Where was I? Ah, yes, the cat-like Clootie. Think of it: a cat likes to eat and sleep. It loves to find a secure territory from which it can observe the world at its leisure. It doesn’t much like other cats. If it’s bored it goes to sleep. If it’s frightened, its whole body is instantly prepared for fight or flight – preferably the latter.
So when I say that Clootie was meditating, I mean only that he was doing his cat things – sitting, observing, hoping not to be disturbed. His belly was full, his ill-derived bank balance healthy. Yet he was not happy. Why? Because he was remembering, and what he remembered was a time, many years earlier, when he was suffering.
He was recalling an old affliction, something that he thought of as a monster. It began to trouble him when he was about thirteen, harried him through adolescence and even raised its head (an unfortunate choice of words) in early adulthood: a monstrous, unwanted, importunate, ill-timed and decidedly uncomfortable erection.
Whenever the monster struck, Clootie became as randy as a goat on steroids. He never quite knew what to do about it. Of course he could have resorted to Mrs Hand and her five friendly daughters, but this always struck him as a cowardly way to deal with an illness that must have had gentler cures. Yes, it was a sickness of the body and the mind, expressing itself as a yearning for flesh, for fur, for soft warm, sweet wetness and surcease.
Let us, with some misgivings, visit Clootie in early manhood.
It was Monday, never his favourite day. It was his birthday, his twenty-fifth. The year was nineteen sixty, the place Clifton Hill, three miles from the heart of Melbourne and a million years from anything that might he have called home.
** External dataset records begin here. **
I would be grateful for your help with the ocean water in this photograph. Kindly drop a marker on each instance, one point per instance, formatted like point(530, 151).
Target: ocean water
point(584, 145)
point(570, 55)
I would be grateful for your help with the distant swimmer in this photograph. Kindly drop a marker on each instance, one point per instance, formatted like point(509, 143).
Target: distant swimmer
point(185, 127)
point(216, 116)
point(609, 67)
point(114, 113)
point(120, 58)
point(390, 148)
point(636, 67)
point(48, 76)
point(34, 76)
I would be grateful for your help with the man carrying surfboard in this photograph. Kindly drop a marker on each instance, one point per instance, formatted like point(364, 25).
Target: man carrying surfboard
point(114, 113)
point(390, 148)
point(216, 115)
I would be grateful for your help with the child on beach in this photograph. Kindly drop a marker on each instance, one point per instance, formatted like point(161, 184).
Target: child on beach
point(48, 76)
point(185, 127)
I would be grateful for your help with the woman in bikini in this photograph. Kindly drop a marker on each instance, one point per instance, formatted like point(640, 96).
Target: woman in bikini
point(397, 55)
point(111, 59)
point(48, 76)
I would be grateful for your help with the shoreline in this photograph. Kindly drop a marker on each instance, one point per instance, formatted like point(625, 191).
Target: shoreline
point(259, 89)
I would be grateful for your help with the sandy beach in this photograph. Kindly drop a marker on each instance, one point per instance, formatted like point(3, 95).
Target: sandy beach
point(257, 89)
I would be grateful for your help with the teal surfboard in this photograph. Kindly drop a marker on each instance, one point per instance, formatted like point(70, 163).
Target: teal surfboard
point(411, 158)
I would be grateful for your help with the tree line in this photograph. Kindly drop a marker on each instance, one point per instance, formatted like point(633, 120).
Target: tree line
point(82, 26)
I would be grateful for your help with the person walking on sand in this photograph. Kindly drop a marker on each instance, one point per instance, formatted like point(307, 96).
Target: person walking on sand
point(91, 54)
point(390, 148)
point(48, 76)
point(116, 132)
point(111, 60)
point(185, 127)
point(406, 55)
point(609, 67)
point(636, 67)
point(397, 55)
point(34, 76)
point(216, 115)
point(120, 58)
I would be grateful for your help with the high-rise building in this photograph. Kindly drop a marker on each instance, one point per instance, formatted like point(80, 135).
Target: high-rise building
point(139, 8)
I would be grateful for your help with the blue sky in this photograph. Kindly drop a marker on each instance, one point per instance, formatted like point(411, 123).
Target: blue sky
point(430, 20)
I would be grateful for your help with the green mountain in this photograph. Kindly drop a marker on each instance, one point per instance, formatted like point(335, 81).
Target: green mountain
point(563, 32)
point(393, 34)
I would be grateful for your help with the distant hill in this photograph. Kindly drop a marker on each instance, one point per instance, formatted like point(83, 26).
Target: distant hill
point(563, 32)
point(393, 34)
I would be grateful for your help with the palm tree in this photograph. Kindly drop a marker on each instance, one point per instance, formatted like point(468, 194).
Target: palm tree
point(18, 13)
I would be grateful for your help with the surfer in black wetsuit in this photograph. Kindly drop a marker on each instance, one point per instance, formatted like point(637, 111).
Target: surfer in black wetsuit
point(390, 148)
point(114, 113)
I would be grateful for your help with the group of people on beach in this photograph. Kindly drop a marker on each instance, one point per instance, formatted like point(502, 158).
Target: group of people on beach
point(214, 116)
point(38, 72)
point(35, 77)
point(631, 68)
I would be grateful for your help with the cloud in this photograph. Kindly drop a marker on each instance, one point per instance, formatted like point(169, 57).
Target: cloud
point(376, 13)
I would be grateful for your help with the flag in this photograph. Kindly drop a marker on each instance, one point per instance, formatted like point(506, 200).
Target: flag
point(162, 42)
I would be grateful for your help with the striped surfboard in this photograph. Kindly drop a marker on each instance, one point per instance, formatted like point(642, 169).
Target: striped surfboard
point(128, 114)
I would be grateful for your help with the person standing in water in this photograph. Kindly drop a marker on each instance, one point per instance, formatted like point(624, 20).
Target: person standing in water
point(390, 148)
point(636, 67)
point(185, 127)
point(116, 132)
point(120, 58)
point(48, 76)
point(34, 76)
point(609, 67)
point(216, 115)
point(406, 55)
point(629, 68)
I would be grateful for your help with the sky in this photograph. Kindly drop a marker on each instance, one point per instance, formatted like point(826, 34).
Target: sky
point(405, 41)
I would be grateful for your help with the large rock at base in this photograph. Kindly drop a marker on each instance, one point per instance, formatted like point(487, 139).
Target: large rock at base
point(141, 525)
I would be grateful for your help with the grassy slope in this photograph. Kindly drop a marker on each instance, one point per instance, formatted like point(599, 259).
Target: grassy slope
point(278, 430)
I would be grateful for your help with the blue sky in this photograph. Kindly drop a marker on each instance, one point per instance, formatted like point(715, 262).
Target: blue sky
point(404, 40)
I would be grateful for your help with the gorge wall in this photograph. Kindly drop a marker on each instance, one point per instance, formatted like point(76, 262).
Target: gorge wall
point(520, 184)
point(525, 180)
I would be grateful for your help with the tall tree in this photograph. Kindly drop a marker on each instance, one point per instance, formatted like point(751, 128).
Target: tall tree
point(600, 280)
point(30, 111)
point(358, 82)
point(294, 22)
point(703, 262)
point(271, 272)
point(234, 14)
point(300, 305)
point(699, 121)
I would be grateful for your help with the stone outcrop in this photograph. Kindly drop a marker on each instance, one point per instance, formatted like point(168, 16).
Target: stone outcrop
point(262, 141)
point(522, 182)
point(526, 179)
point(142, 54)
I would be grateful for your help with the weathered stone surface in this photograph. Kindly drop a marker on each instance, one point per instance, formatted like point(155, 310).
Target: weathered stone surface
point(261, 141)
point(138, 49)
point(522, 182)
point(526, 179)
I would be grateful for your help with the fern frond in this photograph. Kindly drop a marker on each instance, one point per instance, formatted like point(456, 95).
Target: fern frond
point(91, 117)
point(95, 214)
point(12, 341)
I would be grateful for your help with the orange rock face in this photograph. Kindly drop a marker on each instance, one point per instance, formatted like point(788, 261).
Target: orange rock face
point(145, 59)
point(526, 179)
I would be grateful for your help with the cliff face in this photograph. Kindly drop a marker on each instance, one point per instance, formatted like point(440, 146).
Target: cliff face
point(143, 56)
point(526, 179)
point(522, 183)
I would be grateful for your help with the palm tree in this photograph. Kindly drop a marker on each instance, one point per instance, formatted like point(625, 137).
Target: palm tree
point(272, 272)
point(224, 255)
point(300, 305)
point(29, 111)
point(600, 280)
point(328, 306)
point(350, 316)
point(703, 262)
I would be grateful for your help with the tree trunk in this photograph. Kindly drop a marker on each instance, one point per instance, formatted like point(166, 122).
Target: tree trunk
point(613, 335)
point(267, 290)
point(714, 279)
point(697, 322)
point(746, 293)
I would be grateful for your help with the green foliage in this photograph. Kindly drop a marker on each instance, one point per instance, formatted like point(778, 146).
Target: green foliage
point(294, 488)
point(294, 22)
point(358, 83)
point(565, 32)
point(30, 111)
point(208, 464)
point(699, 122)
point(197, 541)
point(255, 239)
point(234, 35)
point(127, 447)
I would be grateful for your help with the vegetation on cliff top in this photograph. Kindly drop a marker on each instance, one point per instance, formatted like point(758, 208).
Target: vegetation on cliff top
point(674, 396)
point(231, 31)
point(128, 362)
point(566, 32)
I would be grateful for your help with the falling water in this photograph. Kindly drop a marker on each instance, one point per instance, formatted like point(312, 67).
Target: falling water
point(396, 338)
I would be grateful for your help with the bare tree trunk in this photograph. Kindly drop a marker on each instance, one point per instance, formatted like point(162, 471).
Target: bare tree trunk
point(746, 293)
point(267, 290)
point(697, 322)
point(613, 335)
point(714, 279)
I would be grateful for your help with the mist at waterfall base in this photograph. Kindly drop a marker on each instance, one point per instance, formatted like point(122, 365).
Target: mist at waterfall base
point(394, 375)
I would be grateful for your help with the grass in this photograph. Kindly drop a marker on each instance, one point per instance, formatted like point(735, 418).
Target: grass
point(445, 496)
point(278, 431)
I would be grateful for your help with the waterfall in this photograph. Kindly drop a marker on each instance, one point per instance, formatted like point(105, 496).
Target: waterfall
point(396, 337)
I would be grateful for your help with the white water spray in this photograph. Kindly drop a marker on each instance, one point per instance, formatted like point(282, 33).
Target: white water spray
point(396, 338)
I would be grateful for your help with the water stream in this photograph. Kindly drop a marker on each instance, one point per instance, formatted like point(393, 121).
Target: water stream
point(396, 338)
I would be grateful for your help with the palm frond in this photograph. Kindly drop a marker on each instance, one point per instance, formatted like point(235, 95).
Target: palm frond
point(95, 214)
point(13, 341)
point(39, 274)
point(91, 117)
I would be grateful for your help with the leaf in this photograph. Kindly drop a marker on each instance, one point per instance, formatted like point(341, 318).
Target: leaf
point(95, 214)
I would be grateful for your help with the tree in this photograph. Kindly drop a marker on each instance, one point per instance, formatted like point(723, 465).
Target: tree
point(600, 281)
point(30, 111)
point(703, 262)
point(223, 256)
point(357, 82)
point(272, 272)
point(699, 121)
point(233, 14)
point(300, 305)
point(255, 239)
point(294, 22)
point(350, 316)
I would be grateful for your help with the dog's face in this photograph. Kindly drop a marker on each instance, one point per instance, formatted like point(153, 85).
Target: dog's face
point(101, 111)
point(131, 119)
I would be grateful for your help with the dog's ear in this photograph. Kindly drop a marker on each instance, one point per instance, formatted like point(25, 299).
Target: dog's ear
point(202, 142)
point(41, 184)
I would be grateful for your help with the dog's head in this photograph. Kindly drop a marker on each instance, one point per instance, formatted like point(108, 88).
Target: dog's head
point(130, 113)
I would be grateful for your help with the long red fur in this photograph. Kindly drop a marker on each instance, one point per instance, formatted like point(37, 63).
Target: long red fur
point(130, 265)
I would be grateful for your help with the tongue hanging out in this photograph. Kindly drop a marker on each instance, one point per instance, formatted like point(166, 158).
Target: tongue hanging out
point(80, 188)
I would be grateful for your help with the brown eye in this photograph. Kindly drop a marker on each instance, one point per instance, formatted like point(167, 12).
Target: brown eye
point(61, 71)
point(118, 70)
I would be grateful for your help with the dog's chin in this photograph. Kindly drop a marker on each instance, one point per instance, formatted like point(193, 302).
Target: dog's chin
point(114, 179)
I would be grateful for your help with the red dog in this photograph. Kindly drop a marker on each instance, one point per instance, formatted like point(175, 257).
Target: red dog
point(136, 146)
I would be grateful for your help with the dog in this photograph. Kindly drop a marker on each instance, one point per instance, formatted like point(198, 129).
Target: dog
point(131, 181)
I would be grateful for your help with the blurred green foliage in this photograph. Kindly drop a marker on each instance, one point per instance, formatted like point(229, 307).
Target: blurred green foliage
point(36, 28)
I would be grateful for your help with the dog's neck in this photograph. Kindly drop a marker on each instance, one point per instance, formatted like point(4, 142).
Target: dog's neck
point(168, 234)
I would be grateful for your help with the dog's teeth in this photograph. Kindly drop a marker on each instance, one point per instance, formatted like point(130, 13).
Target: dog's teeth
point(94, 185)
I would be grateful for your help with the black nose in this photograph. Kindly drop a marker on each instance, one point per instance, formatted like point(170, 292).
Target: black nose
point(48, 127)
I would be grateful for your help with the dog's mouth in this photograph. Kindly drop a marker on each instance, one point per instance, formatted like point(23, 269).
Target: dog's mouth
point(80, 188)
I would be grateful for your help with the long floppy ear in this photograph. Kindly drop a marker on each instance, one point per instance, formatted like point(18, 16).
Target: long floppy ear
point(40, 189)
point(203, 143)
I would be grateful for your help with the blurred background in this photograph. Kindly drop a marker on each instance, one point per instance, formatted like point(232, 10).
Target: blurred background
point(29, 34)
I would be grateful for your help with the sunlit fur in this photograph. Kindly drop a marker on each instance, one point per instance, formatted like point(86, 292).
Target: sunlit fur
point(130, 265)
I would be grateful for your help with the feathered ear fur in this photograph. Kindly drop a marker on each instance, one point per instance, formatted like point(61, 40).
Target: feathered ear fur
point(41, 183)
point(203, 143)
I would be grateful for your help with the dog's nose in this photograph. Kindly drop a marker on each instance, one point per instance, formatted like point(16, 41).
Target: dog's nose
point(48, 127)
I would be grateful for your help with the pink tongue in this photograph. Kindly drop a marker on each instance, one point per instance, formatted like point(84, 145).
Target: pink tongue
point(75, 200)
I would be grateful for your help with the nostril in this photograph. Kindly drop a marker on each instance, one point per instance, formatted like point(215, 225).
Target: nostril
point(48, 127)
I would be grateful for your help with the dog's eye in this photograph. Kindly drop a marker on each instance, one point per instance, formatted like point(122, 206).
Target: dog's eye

It was spring outside, a time of weedy growth and racketty birdsong. But Clootie cared nothing for the season. He had an attitude to weather: if he noticed it, it must be bad. If it was neither too hot nor too cold, then it must be . . . pleasant. It was the same with vegetation. He thought of himself as a poet, but only a poet of the mind and the senses. Those who had encountered his verse sometimes thought of him as a poet of moods – usually bad ones. He was well-read enough to know that many – perhaps most – poets had made quite a fuss about the seasons, about flowers, about Nature, God and what someone or other had called “ the single poetic theme of life and death”, but he, Clootie, was more likely to write poems about a stone in his shoe that he was too lazy to remove.
How do I loathe thee, stone, shall I count the ways? Oh, thou still unravished bride of sore-footedness. Sing, Goddess, of the wrath of Apollo, who had a stone in his golden shoe and couldn’t work up enough godly energy to remove it. Tomorrow and tomorrow and tomorrow and tomorrow creeps in this petty pace to the pebbleness of shoeness and – oh, fuck it! Won’t someone rid me of this turbulent piece of basalt.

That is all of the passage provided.